Firstly, my model picked 85 songs as being in the top 100, so we missed 15. So did the Warmest 100 list. We got 4 exactly right, as did the Warmest 100. So far, they’re basically equivalent in that both models got a lot of them wrong. Let’s look at the degree of wrongness.

My first model was wildly inaccurate. It only found 62 of the top 100 songs, which is better than chance, but not by a lot. The average ranking error was a massive 197 places, mostly caused by songs with a couple of data points, but not many, getting ranks around 700 or so. Clearly that model needed refinement. If we use a log scale instead (abs(log(myrank)-log(officialrank)), which means larger errors at the tail end of the rankings don’t count as much, we get an average error of 1.957. We’ll use this value to compare accuracy with other models.

Let’s compare it to the more sophisticated ballot matching model: The average ranking error was only 22.4, much better! And on log scale, the average error is 1.6. Clearly, this model was a vastly better predictor than the original version.
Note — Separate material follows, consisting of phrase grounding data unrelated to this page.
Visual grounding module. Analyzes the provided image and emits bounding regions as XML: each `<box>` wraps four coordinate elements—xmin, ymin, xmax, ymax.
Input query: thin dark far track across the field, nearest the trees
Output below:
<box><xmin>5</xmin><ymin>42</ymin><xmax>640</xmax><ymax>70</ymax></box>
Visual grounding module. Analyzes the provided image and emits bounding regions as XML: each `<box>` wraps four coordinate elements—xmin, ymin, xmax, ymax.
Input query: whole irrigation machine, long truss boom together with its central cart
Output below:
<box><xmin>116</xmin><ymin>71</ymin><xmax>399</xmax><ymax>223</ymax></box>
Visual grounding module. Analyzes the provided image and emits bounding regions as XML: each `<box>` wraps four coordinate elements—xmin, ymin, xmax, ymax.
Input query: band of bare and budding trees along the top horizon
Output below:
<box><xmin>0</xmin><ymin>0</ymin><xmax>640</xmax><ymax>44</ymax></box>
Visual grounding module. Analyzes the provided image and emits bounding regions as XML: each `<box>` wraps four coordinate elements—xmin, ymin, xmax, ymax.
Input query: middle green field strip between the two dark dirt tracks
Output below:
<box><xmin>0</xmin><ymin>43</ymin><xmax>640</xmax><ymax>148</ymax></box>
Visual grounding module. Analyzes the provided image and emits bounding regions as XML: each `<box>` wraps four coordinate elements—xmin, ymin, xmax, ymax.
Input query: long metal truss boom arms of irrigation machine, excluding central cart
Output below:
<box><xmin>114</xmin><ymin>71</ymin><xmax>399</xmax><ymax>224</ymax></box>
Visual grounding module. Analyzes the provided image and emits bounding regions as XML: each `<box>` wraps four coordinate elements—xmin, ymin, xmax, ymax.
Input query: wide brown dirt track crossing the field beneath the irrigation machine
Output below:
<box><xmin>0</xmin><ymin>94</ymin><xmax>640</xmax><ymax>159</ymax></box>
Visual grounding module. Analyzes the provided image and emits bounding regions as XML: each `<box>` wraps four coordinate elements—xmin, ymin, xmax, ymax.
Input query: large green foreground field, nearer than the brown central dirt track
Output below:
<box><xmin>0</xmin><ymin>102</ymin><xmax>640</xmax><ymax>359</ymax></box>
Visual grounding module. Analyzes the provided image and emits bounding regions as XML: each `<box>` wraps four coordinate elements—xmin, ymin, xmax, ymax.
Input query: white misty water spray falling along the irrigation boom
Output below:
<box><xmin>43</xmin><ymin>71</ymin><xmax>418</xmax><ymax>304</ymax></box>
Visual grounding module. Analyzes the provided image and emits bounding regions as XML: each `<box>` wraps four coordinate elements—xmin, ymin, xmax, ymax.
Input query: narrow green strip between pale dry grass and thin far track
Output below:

## Warmest 100 Model Performance

The Warmest 100 is a little tricky to assess, because I don’t have the full rank data, just the top 100 songs. This means I can’t account for the error of songs placed outside the top 100, so I can’t do a fair comparison with my models. If we set the rank of songs >100 to an arbitrary number, we can get an idea of the overall accuracy of the model.
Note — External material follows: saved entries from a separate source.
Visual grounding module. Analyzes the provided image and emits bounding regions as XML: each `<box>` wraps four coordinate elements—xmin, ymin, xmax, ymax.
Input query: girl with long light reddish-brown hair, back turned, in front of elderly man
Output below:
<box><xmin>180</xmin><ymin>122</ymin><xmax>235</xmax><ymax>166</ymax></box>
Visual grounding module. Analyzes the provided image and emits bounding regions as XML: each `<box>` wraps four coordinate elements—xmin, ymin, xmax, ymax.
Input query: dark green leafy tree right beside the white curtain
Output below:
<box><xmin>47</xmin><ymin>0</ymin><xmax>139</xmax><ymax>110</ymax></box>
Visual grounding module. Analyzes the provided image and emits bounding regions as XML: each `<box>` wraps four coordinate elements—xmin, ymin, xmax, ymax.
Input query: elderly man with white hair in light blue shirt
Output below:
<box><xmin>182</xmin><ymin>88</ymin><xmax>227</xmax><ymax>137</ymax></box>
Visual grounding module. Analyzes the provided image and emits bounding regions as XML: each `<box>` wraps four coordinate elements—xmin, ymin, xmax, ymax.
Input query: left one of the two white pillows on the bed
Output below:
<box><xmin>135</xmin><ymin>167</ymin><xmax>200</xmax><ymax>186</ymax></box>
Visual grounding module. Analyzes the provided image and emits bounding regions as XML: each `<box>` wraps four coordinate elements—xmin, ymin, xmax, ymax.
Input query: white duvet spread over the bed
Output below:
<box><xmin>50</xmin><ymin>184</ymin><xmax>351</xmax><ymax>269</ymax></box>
To start with, I set the rank to 0, so songs closer to 1 get marked with less error than they actually have, on average, so this is a kind assessment. The average rank error is 23.55 using this method, so not as good as my ballot model, but not by lots. To do the log ranking, we have to ignore these values (because log(0) is NaN) which again artificially improves the result. The log error average is thus 1.517, which is better than my ballot model.
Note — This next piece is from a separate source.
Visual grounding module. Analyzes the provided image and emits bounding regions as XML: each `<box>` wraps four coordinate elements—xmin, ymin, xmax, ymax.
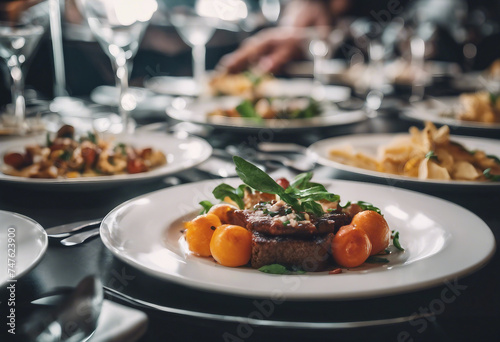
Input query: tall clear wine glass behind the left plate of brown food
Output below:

If we instead set the ‘miss’ value to rank 100, we get different numbers: an average rank error of 16.25, and a log error of 1.590. Better on one, and worse on another. But that’s because there are more misses at higher ranks, which are closer to 100 than to 0, so that’s why the average rank error went down. Not really helpful, is it?

But let’s look at how wrong my misses were: the average rank of songs I ranked as > 100 was 139.47, so what if we set the Warmest 100 misses to the same value? This is like saying that the Warmest 100 is no better or worse than my model for songs ranked > 100, so this should be a more fair comparison.

That changes the average rank error for the Warmest 100 to 22.17, and the log error to 1.611, so slightly better than my ballot model, but not by much at all. However, if we go back to my ballot model and ignore the >100 rank values for the log error analysis, just as we did initially for the Warmest 100, the average log error is 1.506, which is better than the Warmest 100, but again, not by much.

Without access to the missing 15 values (15% of the total data set!) we can’t really distinguish between the two models. Either one might be slightly better than the other, we can’t be sure.

## Improvements for Next Time

However, I know that my model ended up with 15,140 votes, and there are a bunch more that the model simply ignored. I could harvest more data by tuning the algorithm a bit, and either being more lenient about how ballots are counted, or by cleaning up the raw data so more ballots get counted. Either way should improve the results.

What we can’t fix is any underlying bias in the sample population: People who post their votes to Instagram are only partially representative of the overall Hottest 100 voting population. I have no idea if that’s a good or a bad thing.

What’s *really* interesting to me in all of this is how much data leaked out even though TripleJ didn’t provide an official way to share your votes this year. It highlights just how much information you can glean about something by using fairly rudimentary statistics on publicly shared data. And there is just so much data out there to look at, just sitting there in plain sight.

Imagine what people can do with all the data that *isn’t* in plain view.

You can look at the data in a spreadsheet in Google Docs if you’re so inclined.